Certain crimes cut through the sensibilities of even a culture besotted with media images of crime. As Durkheim reminded us, the horror these crimes invoke tell us what our central values are. The 2007 attack upon the suburban Connecticut home of Dr. William Petit, which included rapes, kidnappings, arson, and ultimately murder was spectacular example. The articulation of this horror and its revealing features has factored heavily in the just completed jury trial and capital murder of sentencing hearing of the first of two defendants in the case, Steven J. Hayes.
As described by William Glaberson's reporting in the NYTimes

The details were stark: two habitual criminals invaded the quiet suburban home of a doctor and his family after spotting them in a shopping center parking lot the day before. In a night and morning of unimaginable terrors, they beat and tied up the doctor, forced the mother to withdraw $15,000 from a bank, before sexually abusing her and her younger daughter, then strangling the mother and setting a blaze that killed her two daughters and blackened the home.The killings brought a searching review of criminal justice and corrections practices in the state and, particularly during the recent election, came to be the prism through which the state viewed a debate about the future of the death penalty.


While the violence and the vulnerability of the victims can fully explain the outrage that many persons around the country and in Connecticut where the jury appeared to have wrestled with strong reservations about sentencing Hayes to death, several features make this incident horrifying beyond its violence.

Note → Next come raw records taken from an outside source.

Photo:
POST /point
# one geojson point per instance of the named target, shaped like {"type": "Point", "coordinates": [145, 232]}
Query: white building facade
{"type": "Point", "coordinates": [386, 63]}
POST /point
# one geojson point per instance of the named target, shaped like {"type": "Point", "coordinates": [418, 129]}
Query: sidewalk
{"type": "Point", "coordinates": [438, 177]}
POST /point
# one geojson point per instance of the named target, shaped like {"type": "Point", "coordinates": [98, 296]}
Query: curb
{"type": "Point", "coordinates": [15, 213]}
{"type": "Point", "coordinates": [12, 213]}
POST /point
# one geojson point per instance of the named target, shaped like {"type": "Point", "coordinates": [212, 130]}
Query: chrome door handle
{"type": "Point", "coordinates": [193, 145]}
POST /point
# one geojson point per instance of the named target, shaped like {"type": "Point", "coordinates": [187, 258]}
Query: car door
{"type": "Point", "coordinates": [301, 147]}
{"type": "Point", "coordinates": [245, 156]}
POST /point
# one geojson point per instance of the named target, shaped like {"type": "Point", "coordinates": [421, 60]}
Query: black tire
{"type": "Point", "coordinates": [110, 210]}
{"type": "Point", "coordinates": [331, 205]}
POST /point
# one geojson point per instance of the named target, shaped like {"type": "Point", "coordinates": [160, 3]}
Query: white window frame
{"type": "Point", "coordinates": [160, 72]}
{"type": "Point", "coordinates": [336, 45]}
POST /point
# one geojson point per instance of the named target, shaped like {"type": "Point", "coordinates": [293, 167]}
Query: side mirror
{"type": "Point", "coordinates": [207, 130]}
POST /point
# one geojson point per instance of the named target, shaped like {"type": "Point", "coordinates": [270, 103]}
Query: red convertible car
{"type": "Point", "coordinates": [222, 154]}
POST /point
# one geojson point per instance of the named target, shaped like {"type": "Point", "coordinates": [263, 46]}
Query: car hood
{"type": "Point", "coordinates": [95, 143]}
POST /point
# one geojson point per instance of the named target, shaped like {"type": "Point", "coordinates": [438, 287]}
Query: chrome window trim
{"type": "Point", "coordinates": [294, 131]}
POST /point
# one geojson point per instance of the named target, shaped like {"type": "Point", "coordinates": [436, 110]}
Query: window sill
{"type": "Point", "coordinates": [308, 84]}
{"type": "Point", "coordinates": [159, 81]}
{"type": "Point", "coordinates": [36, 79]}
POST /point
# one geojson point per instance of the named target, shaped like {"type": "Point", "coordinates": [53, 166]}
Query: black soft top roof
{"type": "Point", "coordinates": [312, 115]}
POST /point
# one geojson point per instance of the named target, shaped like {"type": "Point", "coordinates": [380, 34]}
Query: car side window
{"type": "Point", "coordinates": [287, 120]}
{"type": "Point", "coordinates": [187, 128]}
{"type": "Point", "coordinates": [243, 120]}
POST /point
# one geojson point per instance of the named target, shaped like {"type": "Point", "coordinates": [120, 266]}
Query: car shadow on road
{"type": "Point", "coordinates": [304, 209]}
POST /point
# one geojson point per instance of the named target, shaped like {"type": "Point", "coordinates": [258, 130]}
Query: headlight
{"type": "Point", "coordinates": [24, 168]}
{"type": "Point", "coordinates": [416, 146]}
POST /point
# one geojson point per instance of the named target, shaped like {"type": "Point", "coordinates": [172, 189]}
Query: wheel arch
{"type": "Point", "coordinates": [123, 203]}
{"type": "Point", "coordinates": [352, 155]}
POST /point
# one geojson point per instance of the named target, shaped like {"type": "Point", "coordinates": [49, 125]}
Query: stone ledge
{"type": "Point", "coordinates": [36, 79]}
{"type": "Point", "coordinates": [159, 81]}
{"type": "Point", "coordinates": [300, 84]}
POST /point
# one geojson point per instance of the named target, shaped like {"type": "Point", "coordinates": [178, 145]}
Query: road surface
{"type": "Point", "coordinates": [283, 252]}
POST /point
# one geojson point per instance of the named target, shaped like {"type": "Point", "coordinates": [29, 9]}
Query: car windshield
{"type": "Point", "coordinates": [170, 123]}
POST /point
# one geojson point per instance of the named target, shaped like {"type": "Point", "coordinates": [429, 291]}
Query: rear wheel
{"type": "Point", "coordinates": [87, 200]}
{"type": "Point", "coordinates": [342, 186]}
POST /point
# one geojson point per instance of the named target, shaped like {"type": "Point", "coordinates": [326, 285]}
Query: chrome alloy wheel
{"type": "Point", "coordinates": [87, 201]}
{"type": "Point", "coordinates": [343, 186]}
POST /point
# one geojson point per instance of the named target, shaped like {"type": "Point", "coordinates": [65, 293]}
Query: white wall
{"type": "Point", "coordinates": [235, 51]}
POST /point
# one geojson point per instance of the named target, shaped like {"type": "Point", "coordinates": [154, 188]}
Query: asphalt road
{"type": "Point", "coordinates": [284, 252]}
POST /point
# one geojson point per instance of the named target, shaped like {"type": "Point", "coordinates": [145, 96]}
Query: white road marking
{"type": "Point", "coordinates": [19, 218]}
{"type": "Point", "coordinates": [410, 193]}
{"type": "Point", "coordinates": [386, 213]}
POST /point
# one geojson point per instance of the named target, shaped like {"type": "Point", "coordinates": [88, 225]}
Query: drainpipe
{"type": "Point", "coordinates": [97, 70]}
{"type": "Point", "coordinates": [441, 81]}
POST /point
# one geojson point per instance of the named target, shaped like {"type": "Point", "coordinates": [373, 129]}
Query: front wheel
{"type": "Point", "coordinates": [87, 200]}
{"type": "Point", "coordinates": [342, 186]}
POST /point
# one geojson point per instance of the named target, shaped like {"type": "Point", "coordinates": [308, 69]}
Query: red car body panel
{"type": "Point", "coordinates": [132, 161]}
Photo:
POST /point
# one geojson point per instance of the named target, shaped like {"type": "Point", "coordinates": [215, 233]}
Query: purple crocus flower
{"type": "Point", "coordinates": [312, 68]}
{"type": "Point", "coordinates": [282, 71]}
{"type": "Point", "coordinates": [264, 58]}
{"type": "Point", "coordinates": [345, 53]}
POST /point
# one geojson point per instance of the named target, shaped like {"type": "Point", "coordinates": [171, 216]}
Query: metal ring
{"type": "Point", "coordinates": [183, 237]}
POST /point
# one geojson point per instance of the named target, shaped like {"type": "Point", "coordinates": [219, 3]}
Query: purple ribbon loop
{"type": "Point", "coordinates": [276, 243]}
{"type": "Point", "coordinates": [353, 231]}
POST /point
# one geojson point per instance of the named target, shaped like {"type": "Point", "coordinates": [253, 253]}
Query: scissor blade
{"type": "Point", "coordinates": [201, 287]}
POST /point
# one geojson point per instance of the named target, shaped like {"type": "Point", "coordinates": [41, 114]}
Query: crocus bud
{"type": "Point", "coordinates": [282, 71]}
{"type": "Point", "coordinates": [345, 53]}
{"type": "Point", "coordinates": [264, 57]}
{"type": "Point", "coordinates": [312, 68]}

The crime took place inside the sanctity of the home. As others have pointed out, the home, especially the privately owned, suburban home, has become the essence of the American dream (one that explains are tolerance for dangerously overextended real estate markets). The fact that the violence came upon the victims inside the home makes it a greater crime than if it happened on the street or in a public place. A killing is a shocking lapse of security. A lethal attack by strangers invading the sanctity of the home is an attack on the very possibility of security. Such crimes, including the 1959 Oklahoma farm house murders described in Truman Capote's In Cold Blood, and the Manson family's Tate-Labianca murders in two posh Los Angeles area homes in 1969, have an enduring fascination that can rivet attention on crime even in periods, like today, when overall crime appears more moderate than in recent years.

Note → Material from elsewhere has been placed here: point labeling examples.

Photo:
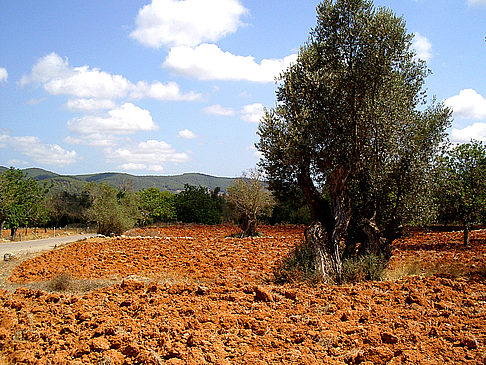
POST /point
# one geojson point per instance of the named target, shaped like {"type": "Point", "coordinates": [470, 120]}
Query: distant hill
{"type": "Point", "coordinates": [174, 183]}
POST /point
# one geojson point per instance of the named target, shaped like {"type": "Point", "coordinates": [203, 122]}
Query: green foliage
{"type": "Point", "coordinates": [461, 193]}
{"type": "Point", "coordinates": [156, 206]}
{"type": "Point", "coordinates": [248, 199]}
{"type": "Point", "coordinates": [298, 265]}
{"type": "Point", "coordinates": [66, 208]}
{"type": "Point", "coordinates": [21, 200]}
{"type": "Point", "coordinates": [369, 266]}
{"type": "Point", "coordinates": [195, 204]}
{"type": "Point", "coordinates": [113, 211]}
{"type": "Point", "coordinates": [352, 119]}
{"type": "Point", "coordinates": [290, 207]}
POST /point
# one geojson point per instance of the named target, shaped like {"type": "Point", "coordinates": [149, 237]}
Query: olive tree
{"type": "Point", "coordinates": [113, 211]}
{"type": "Point", "coordinates": [461, 193]}
{"type": "Point", "coordinates": [22, 200]}
{"type": "Point", "coordinates": [350, 119]}
{"type": "Point", "coordinates": [248, 199]}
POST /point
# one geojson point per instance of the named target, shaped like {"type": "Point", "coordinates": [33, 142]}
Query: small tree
{"type": "Point", "coordinates": [195, 204]}
{"type": "Point", "coordinates": [462, 187]}
{"type": "Point", "coordinates": [113, 211]}
{"type": "Point", "coordinates": [21, 200]}
{"type": "Point", "coordinates": [157, 206]}
{"type": "Point", "coordinates": [248, 199]}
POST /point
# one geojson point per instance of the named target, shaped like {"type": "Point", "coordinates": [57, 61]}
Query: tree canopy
{"type": "Point", "coordinates": [248, 199]}
{"type": "Point", "coordinates": [156, 206]}
{"type": "Point", "coordinates": [352, 127]}
{"type": "Point", "coordinates": [196, 204]}
{"type": "Point", "coordinates": [114, 211]}
{"type": "Point", "coordinates": [461, 193]}
{"type": "Point", "coordinates": [21, 200]}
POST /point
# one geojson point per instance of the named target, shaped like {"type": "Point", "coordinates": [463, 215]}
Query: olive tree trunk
{"type": "Point", "coordinates": [330, 223]}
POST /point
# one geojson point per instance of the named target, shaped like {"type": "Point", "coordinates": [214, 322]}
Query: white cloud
{"type": "Point", "coordinates": [476, 2]}
{"type": "Point", "coordinates": [422, 47]}
{"type": "Point", "coordinates": [89, 105]}
{"type": "Point", "coordinates": [252, 113]}
{"type": "Point", "coordinates": [186, 134]}
{"type": "Point", "coordinates": [475, 131]}
{"type": "Point", "coordinates": [42, 153]}
{"type": "Point", "coordinates": [3, 75]}
{"type": "Point", "coordinates": [468, 104]}
{"type": "Point", "coordinates": [160, 91]}
{"type": "Point", "coordinates": [254, 151]}
{"type": "Point", "coordinates": [58, 78]}
{"type": "Point", "coordinates": [149, 155]}
{"type": "Point", "coordinates": [125, 119]}
{"type": "Point", "coordinates": [209, 62]}
{"type": "Point", "coordinates": [95, 140]}
{"type": "Point", "coordinates": [219, 110]}
{"type": "Point", "coordinates": [186, 22]}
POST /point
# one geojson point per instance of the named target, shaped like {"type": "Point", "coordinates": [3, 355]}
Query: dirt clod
{"type": "Point", "coordinates": [192, 295]}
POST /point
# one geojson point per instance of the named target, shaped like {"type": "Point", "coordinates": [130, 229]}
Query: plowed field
{"type": "Point", "coordinates": [191, 295]}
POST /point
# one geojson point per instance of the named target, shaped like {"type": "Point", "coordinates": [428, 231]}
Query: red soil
{"type": "Point", "coordinates": [199, 298]}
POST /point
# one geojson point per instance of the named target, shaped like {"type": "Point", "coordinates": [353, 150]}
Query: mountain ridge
{"type": "Point", "coordinates": [172, 183]}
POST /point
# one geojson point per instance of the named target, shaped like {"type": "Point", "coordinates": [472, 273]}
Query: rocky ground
{"type": "Point", "coordinates": [191, 295]}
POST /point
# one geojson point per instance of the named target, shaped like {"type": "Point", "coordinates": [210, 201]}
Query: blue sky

The two men charged with the crime were strangers with known criminal paths. The vast majority of people (including children) killed in their own home, are killed by someone they knew, often another occupant of the house (typically father or husband), but those killings are almost never the subject of enduring fear. It is the stranger invading the home to commit violence that invokes it.

The father was rendered helpless before the crime began. Victims who are killed by their own father, or who do not have a father (or husband) to protect them seem less violated than ones whose protection has been strategically eliminated by the home invaders. The criminal father is far less frightening than the stranger who overthrows the father and usurps his place with the intent to criminal violate what the father is supposed to be protecting.

When these strangers are men with a known criminal past, who have been in prison already, something true of the Oklahoma and Los Angeles murders as well as of the two defendants in the Petit murders, there is the added outrage that the state has betrayed its protection of the families by failing to keep the criminal locked up in prison (the polar opposite of the family home in its sense of security and the comfort of its residents, and the State's very own "Big House"). It is for this reason that these crimes almost always have an influence on state penal policies far beyond their relevance to overall crime.